Sep 272016

I was streaming some Fleetwood Mac this weekend, and taking a look at ther back catalog on Tidal — and came across this weird 1995 record Time—with Dave Mason! His song “Blow By Blow” is above.

Post-superstardom, I knew they did kind of a bad record without Lindsey Buckingham and one I actually like without Christine McVie, but replacing Stevie Nicks with Bekka Bramlett? Can you imagine in late 1995 or early 1996 going to see Fleetwood Mac and there’s no Stevie Nicks or Lindsey Buckingham?

I guess Mick Fleetwood thought he could assemble another “new” Fleetwood Mac for the mid-’90s like he did in the mid-’70s, but after listening to this, I will never complain about Mirage again!

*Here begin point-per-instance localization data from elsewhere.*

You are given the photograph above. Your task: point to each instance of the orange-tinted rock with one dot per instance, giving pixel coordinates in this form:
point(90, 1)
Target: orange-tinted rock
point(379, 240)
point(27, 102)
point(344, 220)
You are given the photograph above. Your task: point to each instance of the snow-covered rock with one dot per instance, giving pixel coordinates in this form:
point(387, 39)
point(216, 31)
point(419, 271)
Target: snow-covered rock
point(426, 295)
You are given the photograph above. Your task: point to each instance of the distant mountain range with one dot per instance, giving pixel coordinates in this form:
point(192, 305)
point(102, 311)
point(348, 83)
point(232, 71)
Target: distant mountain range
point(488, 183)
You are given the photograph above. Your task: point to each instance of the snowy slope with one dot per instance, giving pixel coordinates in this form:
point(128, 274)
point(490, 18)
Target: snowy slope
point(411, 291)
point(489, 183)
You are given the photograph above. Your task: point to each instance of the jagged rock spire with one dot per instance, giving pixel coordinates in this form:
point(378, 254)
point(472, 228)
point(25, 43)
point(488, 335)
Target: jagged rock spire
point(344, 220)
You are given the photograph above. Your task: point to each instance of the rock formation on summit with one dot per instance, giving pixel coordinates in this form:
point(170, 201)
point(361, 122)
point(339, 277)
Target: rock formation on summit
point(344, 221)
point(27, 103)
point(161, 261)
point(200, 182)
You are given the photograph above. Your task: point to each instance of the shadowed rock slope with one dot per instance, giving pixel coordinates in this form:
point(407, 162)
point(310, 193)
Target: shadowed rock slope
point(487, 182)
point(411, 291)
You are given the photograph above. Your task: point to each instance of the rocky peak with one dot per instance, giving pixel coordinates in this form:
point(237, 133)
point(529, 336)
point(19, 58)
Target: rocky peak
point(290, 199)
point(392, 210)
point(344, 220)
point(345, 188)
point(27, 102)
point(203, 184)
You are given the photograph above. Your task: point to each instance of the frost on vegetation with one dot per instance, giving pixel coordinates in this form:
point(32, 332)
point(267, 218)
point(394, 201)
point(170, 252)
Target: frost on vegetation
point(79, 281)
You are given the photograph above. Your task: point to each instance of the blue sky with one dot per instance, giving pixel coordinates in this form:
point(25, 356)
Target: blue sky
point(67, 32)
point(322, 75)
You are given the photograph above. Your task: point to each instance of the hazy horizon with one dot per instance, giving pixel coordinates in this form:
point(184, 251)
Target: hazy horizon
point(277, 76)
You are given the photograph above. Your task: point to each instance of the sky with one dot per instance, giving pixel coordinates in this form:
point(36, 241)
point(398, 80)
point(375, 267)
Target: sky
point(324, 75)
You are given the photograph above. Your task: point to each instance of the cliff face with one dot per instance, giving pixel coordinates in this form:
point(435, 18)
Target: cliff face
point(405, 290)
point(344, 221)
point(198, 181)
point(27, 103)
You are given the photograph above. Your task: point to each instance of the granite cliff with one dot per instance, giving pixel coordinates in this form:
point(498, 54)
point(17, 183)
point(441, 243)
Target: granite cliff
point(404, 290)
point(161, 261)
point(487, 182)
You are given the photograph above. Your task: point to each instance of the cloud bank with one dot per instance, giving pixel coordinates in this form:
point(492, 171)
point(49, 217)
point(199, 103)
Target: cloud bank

What weirdo records have you come across lately? 



  7 Responses to “Weird Records: Fleewood Mac’s Time

  1. I do have a weirdo record.

    I have been going through discs I’ve bought over the years and not listened to. They are allocated a few shelves and I decided the situation was getting ridiculous.

    Some dated as far back as 20 years (The Genius Of Dave Bartholomew). I actually have chosen what to listen to first based on my instinct as to whether it would be something I’d ever listen to again. Suffice to say the stack of “listened to once, ready to donate” is growing.

    I have very little defense for having much of this. Partly, it’s more disposable income than sense. Then there were the critics’ darling discs where I saw so many great reviews that I decided to check it out to see if maybe, just maybe there has been good music since 1983 (can you say “The Miseducation of Lauryn Hill”?); 1983 remains pretty unassailable. Then there are the library/ cheap used finds which generally turn out to not be the bargain that $1 would suggest.

    Anyway, in the course of all of this I discovered something. Only here, in the Halls of Rock, could I dare make this confession for only here could I ever expect, if not sympathy, then the recognition of a possibly understandable pathology.

    Anyway, here goes: I have 16 Jim Lauderdale discs. There, I’ve said it.

    I don’t really know how this happened. Most of them were relatively cheap. Most of them hadn’t/haven’t been listened to. I guess the first one I got I liked and then one thing led to another (without a lot of listeneing) but I can’t say I really recall what the first one was.

    So, I’d guess this is some kind of weirdo record if not in the way you meant that phrase.

  2. misterioso

    Holy Moses! 16 discs! That’s a lot of Jim Lauderdale.

    Now, not to be overly inquisitive, but: who is Jim Lauderdale?

  3. I understand inquisitive; that’s really the point – why should I have 16 albums by a guy you don’t recognize?!

    He’s an Americana artist. I came to him through his association with Buddy Miller. I love Buddy Miller; he’s in my top whatever.

    Lauderdale does country, pop country, bluegrass. He’s done a few albums with Dead lyricist Robert Hunter and I think one with Ralph Stanley. Known more as a songwriter than performer.

    I’m going on the Cayamo cruise in February. He’s one of the performers so I’ll get to see him live. Provided it doesn’t interfere with seeing Buddy or RIchard Thompson or Loudon Wainwright who are also performing that week.

  4. 2000 Man

    Thanks for asking – I was wondering who Jim Lauderdale was, too. For some reason I was thinking 1970’s college swimming coach somewhere. Can’t imagine a guy like that would make good records.

  5. 2000 Man

    Guess you better start listening to some of those records so you don’t freeze up and yell out, “Freebird!” by mistake.

  6. This is my favorite Jim Lauderdale album — Pretty Close to the Truth from the mid-90s.

  7. cherguevara

    Posting here on a whim, though no one will see… A while back, I discovered that there was a Zombies record made in the 1990s, without Rod Argent. Apparently a legal necessity to retain the band name. So here they are, covering the Prefab Spout song, “When love breaks down.”